SEC Charges Mexico-based Company, its CEO, and Four Individuals in Ponzi Scheme Targeting Spanish-Speaking U.S. Investors

The U.S. Securities and Exchange Commission (SEC) has made a significant announcement concerning Aras Investment Business Group S.A.P.I. de C.V., a Mexico-based company, its CEO Armando Gutierrez Rosas, and four individuals. The charges revolve around an elaborate fraud scheme that saw the fraudulent raising of at least $15 million from over 450 retail investors in the United States, with a substantial portion of these investors being members of the Mexican American community.

In its official complaint, which was filed in the U.S. District Court for the Western District of Texas, the SEC outlines that between approximately March 2020 and November 2021, Armando Gutierrez solicited funds from U.S. retail investors under the guise of investing in U.S. real estate and mining ventures in Mexico. He enticed investors with the promise of monthly returns that could reach an astonishing 10 percent. However, the SEC’s investigation revealed a shocking truth – none of the funds entrusted by U.S. investors were directed towards any legitimate investment ventures. Instead, Gutierrez was orchestrating a Ponzi scheme and a particularly insidious form of affinity fraud, using the investments to finance his personal expenditures, including the acquisition of a lavish $2.5 million mansion in Texas. The SEC did not stop at Gutierrez alone; it also brought charges against Efren Quiroz, Luis Quiroz, Maria Tolentino, and Diayanira Rendon for their complicity in this fraudulent endeavor.

Melissa R. Hodgman, Associate Director in the SEC’s Division of Enforcement, expressed the gravity of the situation, stating, “Our investigation uncovered this egregious fraud that cost the investors involved more than $6 million. We are committed to holding promoters of these types of affinity frauds accountable.”

The SEC’s complaint asserts various violations, with Gutierrez and Aras accused of violating both antifraud and registration provisions within federal securities laws. Efren and Luis Quiroz face charges for operating as unregistered brokers, while Tolentino, along with the Quiroz brothers, is charged with violating registration provisions and aiding and abetting Gutierrez and Aras in their violations of the antifraud provisions.
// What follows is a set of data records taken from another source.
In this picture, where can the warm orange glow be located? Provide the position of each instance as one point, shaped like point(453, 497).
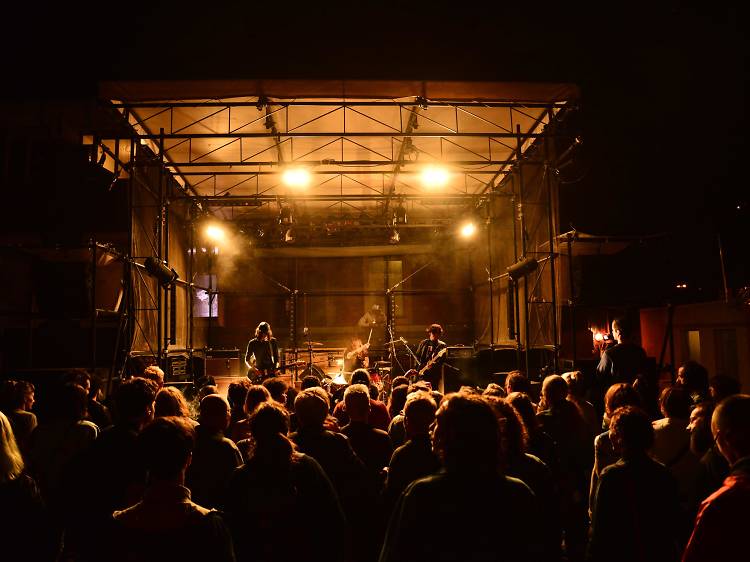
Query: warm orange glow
point(296, 177)
point(468, 229)
point(435, 176)
point(215, 232)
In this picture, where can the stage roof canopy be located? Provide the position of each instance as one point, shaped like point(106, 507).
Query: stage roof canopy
point(368, 146)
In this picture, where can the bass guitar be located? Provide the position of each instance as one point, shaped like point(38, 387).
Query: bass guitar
point(431, 363)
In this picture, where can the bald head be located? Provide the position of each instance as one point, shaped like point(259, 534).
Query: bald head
point(214, 412)
point(730, 426)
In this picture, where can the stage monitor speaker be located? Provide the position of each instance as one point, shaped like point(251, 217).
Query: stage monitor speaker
point(223, 367)
point(137, 361)
point(178, 368)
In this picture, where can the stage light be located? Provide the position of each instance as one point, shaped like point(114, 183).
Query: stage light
point(215, 232)
point(160, 270)
point(286, 215)
point(296, 177)
point(399, 214)
point(435, 177)
point(521, 268)
point(468, 229)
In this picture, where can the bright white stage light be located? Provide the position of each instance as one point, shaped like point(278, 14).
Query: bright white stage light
point(296, 177)
point(215, 232)
point(468, 229)
point(435, 176)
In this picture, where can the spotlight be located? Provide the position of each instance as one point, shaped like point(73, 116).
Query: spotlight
point(296, 177)
point(160, 270)
point(399, 215)
point(286, 215)
point(435, 176)
point(521, 268)
point(215, 232)
point(468, 229)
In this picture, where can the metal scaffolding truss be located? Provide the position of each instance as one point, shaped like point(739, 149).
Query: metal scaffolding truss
point(366, 156)
point(362, 153)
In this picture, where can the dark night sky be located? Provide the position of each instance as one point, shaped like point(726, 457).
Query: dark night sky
point(663, 115)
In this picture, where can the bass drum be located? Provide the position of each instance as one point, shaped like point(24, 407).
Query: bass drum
point(313, 370)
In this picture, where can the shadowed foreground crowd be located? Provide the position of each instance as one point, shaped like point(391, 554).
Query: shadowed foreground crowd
point(275, 474)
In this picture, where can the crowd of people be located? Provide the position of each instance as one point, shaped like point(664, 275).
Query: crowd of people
point(277, 473)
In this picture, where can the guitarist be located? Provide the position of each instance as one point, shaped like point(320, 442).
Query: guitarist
point(262, 355)
point(355, 355)
point(429, 355)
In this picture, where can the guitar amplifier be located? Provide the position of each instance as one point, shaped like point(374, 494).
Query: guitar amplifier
point(177, 367)
point(460, 352)
point(223, 363)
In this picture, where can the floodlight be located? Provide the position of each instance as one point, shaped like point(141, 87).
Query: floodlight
point(160, 270)
point(296, 177)
point(468, 229)
point(435, 176)
point(215, 232)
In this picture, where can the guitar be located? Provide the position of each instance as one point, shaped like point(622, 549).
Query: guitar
point(432, 361)
point(361, 351)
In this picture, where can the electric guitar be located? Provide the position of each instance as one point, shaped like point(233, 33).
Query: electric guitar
point(361, 351)
point(432, 361)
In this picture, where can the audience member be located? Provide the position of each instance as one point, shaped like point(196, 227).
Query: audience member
point(720, 527)
point(438, 517)
point(494, 389)
point(166, 524)
point(205, 390)
point(236, 393)
point(351, 479)
point(672, 443)
point(110, 475)
point(396, 430)
point(170, 402)
point(562, 421)
point(693, 377)
point(25, 532)
point(539, 443)
point(154, 373)
point(635, 508)
point(576, 394)
point(532, 472)
point(255, 395)
point(53, 444)
point(22, 419)
point(713, 466)
point(605, 453)
point(215, 457)
point(98, 412)
point(723, 386)
point(372, 445)
point(277, 388)
point(379, 417)
point(309, 381)
point(415, 458)
point(277, 487)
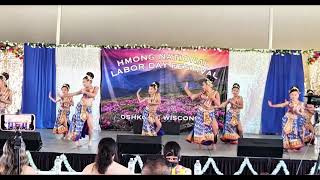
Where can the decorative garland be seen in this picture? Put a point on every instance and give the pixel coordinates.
(313, 56)
(10, 47)
(31, 161)
(135, 160)
(214, 165)
(283, 165)
(245, 163)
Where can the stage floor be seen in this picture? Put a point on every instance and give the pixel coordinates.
(54, 143)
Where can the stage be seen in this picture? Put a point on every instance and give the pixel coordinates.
(53, 143)
(225, 155)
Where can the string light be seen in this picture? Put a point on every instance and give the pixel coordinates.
(6, 46)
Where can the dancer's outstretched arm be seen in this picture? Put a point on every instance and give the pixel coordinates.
(72, 94)
(139, 98)
(52, 99)
(280, 105)
(189, 93)
(91, 94)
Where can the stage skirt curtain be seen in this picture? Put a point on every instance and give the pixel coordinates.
(227, 165)
(13, 65)
(312, 75)
(72, 64)
(250, 70)
(286, 70)
(39, 78)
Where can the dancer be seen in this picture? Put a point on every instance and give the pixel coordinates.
(292, 120)
(308, 128)
(82, 124)
(171, 152)
(62, 121)
(151, 121)
(232, 129)
(205, 128)
(5, 93)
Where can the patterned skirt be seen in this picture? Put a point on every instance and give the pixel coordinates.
(202, 132)
(308, 134)
(79, 128)
(230, 130)
(292, 131)
(62, 121)
(149, 126)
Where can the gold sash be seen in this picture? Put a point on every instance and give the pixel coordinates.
(288, 126)
(234, 120)
(206, 118)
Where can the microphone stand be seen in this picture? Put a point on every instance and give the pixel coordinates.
(17, 146)
(317, 172)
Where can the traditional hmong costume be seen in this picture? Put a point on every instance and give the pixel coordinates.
(292, 128)
(62, 121)
(230, 130)
(4, 95)
(308, 135)
(79, 128)
(149, 125)
(202, 132)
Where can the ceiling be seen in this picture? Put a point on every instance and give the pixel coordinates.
(295, 27)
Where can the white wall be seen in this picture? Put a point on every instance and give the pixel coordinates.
(295, 27)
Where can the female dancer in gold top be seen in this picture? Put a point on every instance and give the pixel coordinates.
(292, 121)
(205, 128)
(82, 124)
(151, 122)
(61, 124)
(5, 93)
(232, 129)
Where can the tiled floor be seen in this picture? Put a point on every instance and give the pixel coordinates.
(54, 143)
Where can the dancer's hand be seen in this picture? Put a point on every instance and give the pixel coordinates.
(186, 86)
(138, 91)
(83, 91)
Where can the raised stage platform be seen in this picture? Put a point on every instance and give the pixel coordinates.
(225, 155)
(53, 143)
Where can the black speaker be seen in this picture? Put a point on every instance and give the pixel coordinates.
(137, 144)
(171, 128)
(251, 147)
(31, 139)
(137, 127)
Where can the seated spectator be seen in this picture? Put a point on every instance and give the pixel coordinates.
(171, 152)
(105, 162)
(156, 167)
(7, 164)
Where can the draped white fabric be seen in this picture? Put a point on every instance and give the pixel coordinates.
(14, 66)
(72, 64)
(250, 70)
(314, 73)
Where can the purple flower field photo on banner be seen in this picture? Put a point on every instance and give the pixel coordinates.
(124, 71)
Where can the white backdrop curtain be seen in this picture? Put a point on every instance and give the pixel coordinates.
(312, 75)
(72, 64)
(14, 66)
(250, 70)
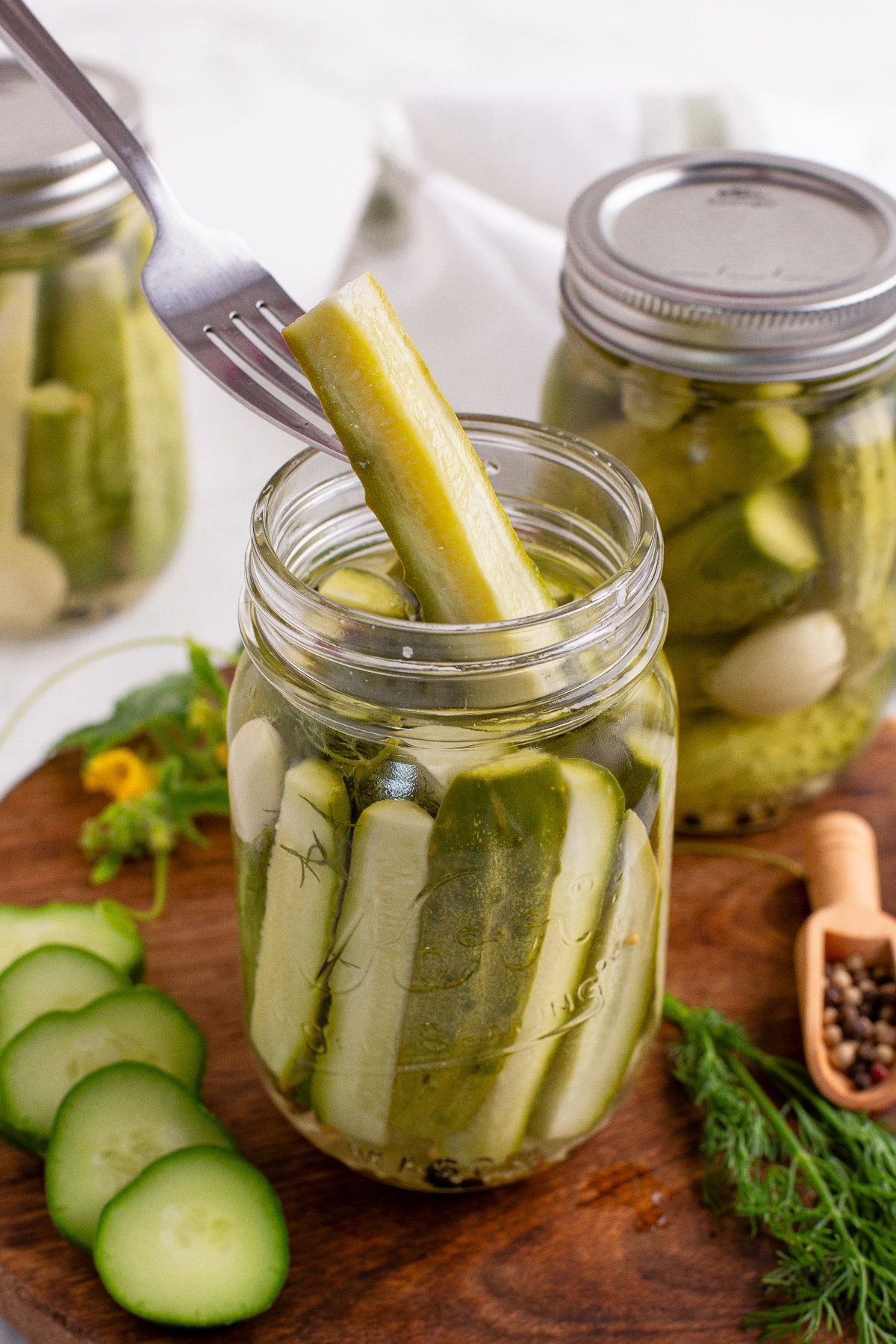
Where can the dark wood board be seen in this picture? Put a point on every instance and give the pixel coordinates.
(612, 1245)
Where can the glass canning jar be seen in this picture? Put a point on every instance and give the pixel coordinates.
(731, 335)
(453, 843)
(92, 452)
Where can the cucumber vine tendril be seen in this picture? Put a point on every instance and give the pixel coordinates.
(818, 1179)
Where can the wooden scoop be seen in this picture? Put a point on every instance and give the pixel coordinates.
(844, 893)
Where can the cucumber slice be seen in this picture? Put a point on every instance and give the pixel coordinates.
(33, 579)
(373, 967)
(53, 979)
(105, 929)
(111, 1127)
(304, 885)
(255, 769)
(43, 1062)
(420, 472)
(590, 844)
(594, 1055)
(366, 591)
(198, 1239)
(741, 561)
(785, 665)
(494, 860)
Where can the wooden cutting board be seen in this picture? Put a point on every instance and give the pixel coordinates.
(612, 1245)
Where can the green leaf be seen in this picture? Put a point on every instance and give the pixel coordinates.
(207, 675)
(167, 700)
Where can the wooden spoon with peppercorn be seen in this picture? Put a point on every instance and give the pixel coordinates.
(847, 968)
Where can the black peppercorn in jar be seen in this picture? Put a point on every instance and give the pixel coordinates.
(731, 335)
(92, 453)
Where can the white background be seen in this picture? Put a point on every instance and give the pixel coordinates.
(261, 114)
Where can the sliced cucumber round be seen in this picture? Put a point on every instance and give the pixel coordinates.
(111, 1127)
(198, 1239)
(43, 1062)
(53, 979)
(105, 929)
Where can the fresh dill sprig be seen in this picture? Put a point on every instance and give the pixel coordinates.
(818, 1179)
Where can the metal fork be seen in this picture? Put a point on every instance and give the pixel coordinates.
(213, 297)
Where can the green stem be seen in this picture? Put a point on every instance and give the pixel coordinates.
(722, 850)
(159, 892)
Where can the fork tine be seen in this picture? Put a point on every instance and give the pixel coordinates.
(242, 385)
(269, 342)
(255, 363)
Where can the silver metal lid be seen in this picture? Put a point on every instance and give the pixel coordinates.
(738, 267)
(50, 172)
Furthermore, Rendon is charged with aiding and abetting Gutierrez and Aras in their violations of the antifraud provisions. The SEC is seeking permanent injunctions, civil penalties, and disgorgement of ill-gotten gains with prejudgment interest as remedies in response to these egregious actions.

In an effort to resolve the matter without admitting or denying the allegations, Efren and Luis Quiroz, Tolentino, and Rendon have consented to the entry of judgments against them for all claims. These judgments include full injunctive relief against future violations and are subject to court approval. Additionally, Efren and Luis Quiroz have agreed to Commission orders that prohibit their association with registered entities or participation in penny stock offerings.

In light of this troubling case, the SEC’s Office of Investor Education and Advocacy has issued an Investor Alert. This alert provides valuable tips to investors on how to avoid making investment decisions solely based on shared personal connections with those recommending or selling investments, highlighting the importance of thorough due diligence and skepticism in the investment landscape.